Reputation: 1456
I have indexed 726719-B21 in text type field on which I have applied below analyzers.
<analyzer type="index">
<tokenizer class="solr.StandardTokenizerFactory"/>
<charFilter class="solr.HTMLStripCharFilterFactory"/>
<charFilter class="solr.MappingCharFilterFactory" mapping="mapping-ISOLatin1Accent.txt"/>
<filter class="solr.StopFilterFactory" ignoreCase="true" words="stopwords.txt" />
<filter class="solr.LowerCaseFilterFactory"/>
<filter class="solr.PorterStemFilterFactory"/>
</analyzer>
Now when I search this word hyphen works as separator so it will fetch results which contains 726719 as well as B21. I only want result which have 726719-B21.

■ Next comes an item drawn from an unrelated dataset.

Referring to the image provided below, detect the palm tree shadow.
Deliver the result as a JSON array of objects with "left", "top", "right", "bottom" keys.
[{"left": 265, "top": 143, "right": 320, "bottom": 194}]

How can use/configure WordDelimiterFilterFactory search word 726719-B21?
How can I achieve this? Please suggest.
Upvotes: 3
Views: 2450
Reputation: 1737
You can always search with proximity.
It's a headache but you won't need to reindex your data.
"726719 B21"~1
It's not perfect (since it would find B21-727719) but it might be good enough.
Upvotes: -1
Reputation: 52802
The StandardTokenizerFactory
will explicitly split any token on -
:
Note that words are split at hyphens.
The ClassicTokenizerFactory
is the older version of the same Tokenizer, but it has a special rule:
Words are split at hyphens, unless there is a number in the word, in which case the token is not split and the numbers and hyphen(s) are preserved.
Whether this is suitable depends on your input. If you can have 726719-BAT, then it won't fit.
Another option is to just use the WhitespaceTokenizerFactory
which will only split on actual whitespace (where java's test isWhitespace()
evaluates to true).
But if you're only indexing 726719-B21
into the field and only want to match it completely, you can use a StrField instead (usually defined as string
in your schema) - or if you want it to be case insensitive, use a KeywordTokenizer
together with a lowercasefilter.
The other filters you have defined in your sequence might also change your content in fundamental ways (such as stemming, where the end of the tokens will be removed if they match any of a pre-defined set of patterns).
Upvotes: 3